It is my sincere pleasure to welcome you to the 2016 edition of the New Hampshire Journal of Education. Our theme, “Reimagining Education: Every Learner, Every Day” speaks to the core of what we strive to do each day in classrooms and school districts across the state and nation – whether in K-12, higher education, the physical classroom, or online. I’m certain the suggestions and examples shared in our current edition will inspire you to find new and innovative ways to meet the needs of each of your learners, every day.
The first section of this year’s journal focuses on 21st Century Teaching and Learning. In our lead article, Tammy Carnevale and co-authors Clark, Curdie, Minickiello, Moser and Philipson discuss their work in an online Reflective Practice group. Author Heidi Hayes-Jacobs, a regular contributor to the NHASCD conference series, discusses the importance of integrating new digital, media and global literacies into today’s classrooms. Julie Moser completes this section as she explores the role social media technology can play in higher education.
Practitioners Speak continues to find an important place in our journal where educators share ideas and advice. Plymouth State University student Benjamin Barter-Colcord opens this section with a thoughtful discussion about self-esteem and its impact on student success. Susan Brookhart, a welcome addition to NHASCD’s conference series this year, shares her ideas for creating authentic learning targets. University instructor Gerard Buteau provides six strategies to motivate young readers, while authors Nathaniel Greene and Paula Steward emphasize the importance of strong school counselor and school principal relationships.
In the new Highlights from the Field section of the journal, we spotlight strategies and partnerships which have demonstrated success. Here, Shawn Maureen Powers reflects on her experience teaching a survey of humanities course in which critical thinking and student ownership in their own learning is emphasized. Next, Nathaniel Greene describes how debate can be used in the classroom to develop critical thinking and communication skills. Aimee Burke Valeras and Sue Hemingway describe the success of a school based health center, while Cheryl Baker and Kathleen McCabe examine the impact that professional learning communities can have when established within a cohort doctoral program. Bonnie Bechard and Thomas Fitzpatrick complete this section, as they share eight characteristics of high quality, high impact teaching and learning practices in action.
Finally, Meg Petersen reflects and comments on approaches to curriculum reform in both the Dominican Republic and the United States.
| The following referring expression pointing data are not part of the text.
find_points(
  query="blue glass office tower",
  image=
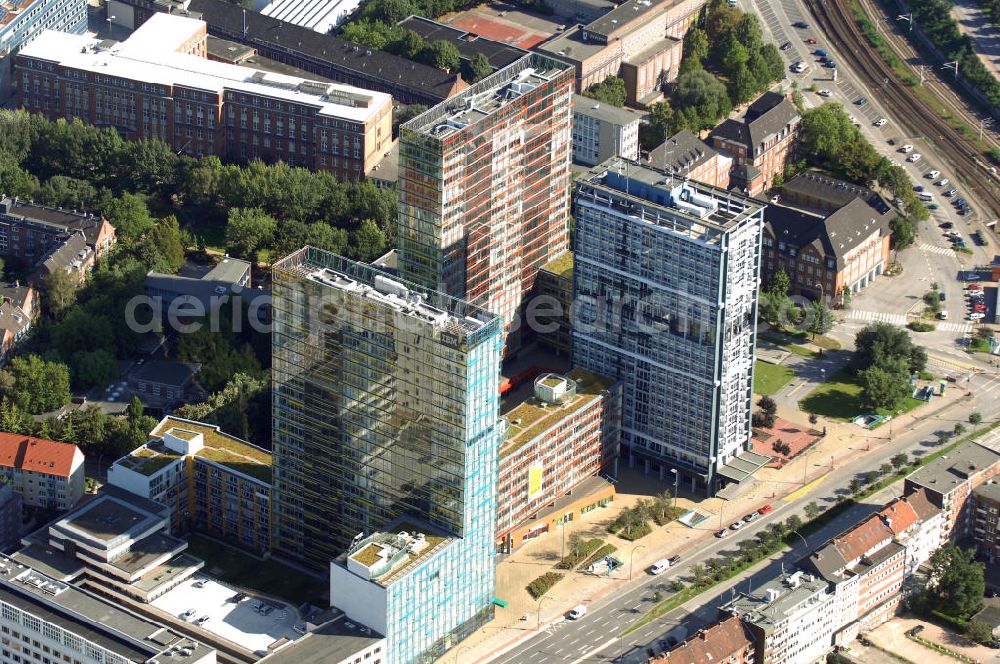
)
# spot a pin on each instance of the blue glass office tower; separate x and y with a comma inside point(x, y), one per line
point(386, 433)
point(665, 293)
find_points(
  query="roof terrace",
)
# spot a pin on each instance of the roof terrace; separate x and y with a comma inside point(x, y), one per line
point(537, 415)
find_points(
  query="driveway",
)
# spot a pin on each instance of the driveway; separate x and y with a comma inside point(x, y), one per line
point(892, 637)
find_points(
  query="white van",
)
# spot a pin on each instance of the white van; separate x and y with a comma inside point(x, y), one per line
point(659, 567)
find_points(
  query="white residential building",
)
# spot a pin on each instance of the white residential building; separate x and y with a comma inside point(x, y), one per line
point(46, 473)
point(602, 131)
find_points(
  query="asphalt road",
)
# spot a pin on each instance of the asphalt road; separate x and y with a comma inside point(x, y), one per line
point(595, 637)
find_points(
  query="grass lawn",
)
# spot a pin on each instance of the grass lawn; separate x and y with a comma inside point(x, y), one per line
point(270, 576)
point(769, 378)
point(802, 351)
point(838, 397)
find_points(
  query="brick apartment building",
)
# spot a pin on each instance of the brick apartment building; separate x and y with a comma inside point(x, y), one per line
point(47, 473)
point(159, 84)
point(825, 253)
point(566, 432)
point(322, 54)
point(687, 156)
point(726, 642)
point(760, 142)
point(639, 41)
point(986, 520)
point(865, 567)
point(948, 483)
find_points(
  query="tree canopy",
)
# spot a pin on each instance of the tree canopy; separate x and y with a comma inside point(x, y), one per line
point(609, 91)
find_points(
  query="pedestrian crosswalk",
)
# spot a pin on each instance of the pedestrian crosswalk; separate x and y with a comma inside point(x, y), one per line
point(881, 316)
point(960, 328)
point(901, 320)
point(930, 248)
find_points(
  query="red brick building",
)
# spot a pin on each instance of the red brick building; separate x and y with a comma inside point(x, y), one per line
point(837, 237)
point(558, 439)
point(160, 84)
point(760, 142)
point(725, 642)
point(948, 482)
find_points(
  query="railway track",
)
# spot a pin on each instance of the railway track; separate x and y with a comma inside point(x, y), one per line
point(916, 117)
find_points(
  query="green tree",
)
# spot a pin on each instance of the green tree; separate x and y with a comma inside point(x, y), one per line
point(956, 584)
point(979, 631)
point(884, 385)
point(442, 55)
point(129, 215)
point(695, 49)
point(822, 318)
point(367, 242)
point(879, 342)
point(478, 68)
point(610, 91)
point(903, 232)
point(40, 385)
point(248, 231)
point(59, 289)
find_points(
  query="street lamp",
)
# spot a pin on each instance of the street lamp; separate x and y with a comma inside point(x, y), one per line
point(631, 556)
point(677, 478)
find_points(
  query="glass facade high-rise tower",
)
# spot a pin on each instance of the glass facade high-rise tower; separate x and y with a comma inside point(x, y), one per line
point(385, 408)
point(665, 293)
point(484, 186)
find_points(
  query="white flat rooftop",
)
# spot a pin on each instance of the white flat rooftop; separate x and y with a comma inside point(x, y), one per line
point(238, 623)
point(138, 62)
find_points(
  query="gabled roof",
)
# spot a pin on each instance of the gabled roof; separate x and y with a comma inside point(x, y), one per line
point(835, 235)
point(37, 455)
point(681, 152)
point(765, 117)
point(899, 516)
point(715, 643)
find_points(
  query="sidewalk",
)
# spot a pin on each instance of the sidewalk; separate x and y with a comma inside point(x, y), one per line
point(524, 617)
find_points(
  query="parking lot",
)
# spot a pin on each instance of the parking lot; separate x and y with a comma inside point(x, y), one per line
point(239, 623)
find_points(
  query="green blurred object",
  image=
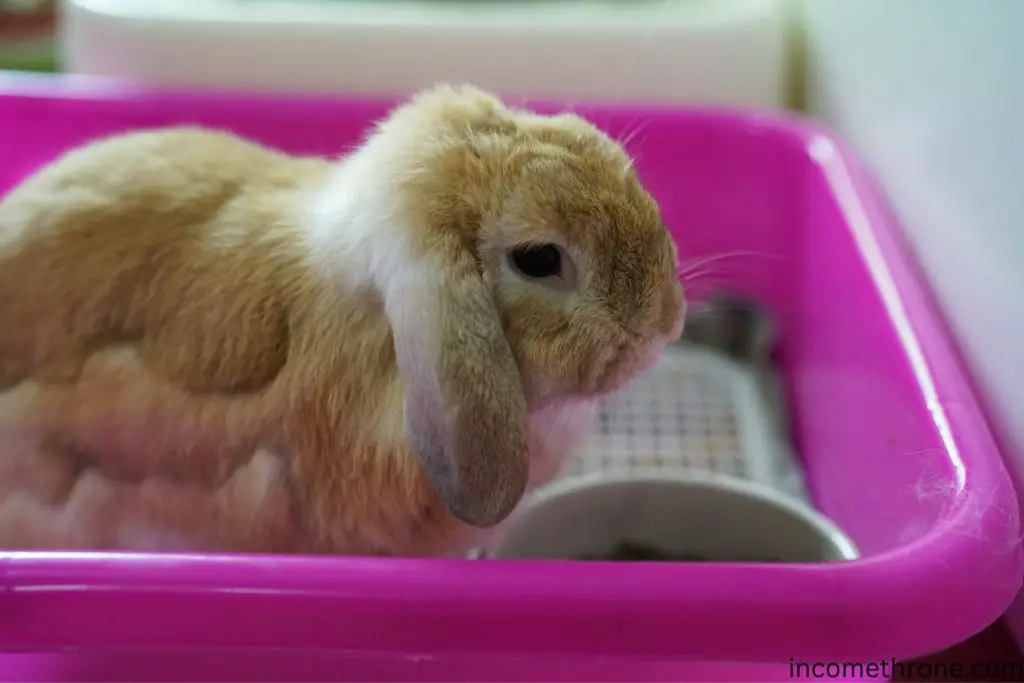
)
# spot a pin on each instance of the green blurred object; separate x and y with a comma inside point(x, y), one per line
point(35, 58)
point(27, 35)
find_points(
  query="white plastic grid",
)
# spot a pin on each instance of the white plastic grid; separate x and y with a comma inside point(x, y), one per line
point(695, 410)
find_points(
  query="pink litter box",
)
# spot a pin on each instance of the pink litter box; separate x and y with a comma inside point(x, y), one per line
point(893, 446)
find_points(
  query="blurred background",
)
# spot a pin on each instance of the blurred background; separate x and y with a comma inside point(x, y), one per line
point(927, 91)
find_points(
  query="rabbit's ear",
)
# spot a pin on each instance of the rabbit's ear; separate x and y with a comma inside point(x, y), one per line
point(464, 402)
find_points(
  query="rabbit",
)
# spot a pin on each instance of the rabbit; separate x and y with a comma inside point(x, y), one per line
point(209, 345)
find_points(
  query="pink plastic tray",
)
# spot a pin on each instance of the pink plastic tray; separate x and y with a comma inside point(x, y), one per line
point(895, 447)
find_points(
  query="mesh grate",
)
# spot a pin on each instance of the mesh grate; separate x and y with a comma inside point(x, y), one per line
point(696, 409)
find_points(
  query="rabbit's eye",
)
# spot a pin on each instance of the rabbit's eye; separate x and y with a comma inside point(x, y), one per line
point(538, 261)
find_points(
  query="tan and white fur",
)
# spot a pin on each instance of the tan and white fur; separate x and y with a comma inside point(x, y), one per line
point(207, 344)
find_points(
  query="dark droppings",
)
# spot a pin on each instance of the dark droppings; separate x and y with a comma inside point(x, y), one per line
point(630, 551)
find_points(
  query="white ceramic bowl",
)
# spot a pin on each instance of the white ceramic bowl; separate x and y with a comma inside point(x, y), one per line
point(714, 517)
point(722, 51)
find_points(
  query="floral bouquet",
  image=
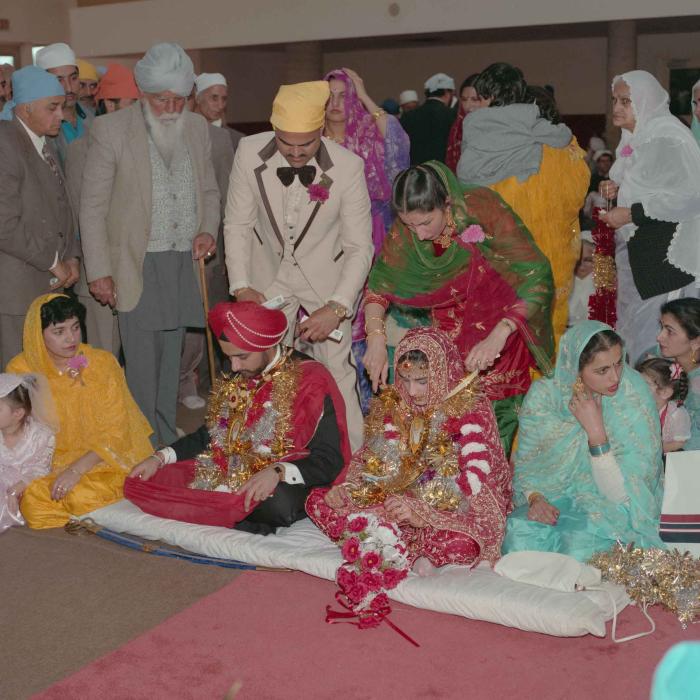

Heartfelt thanks to co-editor Stacey Curdie-Meade for her tireless efforts to produce the journal each year, as well as for her work in successfully moving the journal to our new digital format. Many thanks to Dean Gail Mears, Provost Julie Bernier and President Donald Birx for their support as well.
I’ve had the pleasure of serving on the NHASCD Board for several years. In this, my final year on the Board, I want to give special thanks to Executive Director Susan Copley and the NHASCD Board of Directors for all that they do to provide exceptional speakers and worthwhile conferences each year, that inspire us to reimagine education, putting all learners at the forefront. It has been a pleasure working with each of you!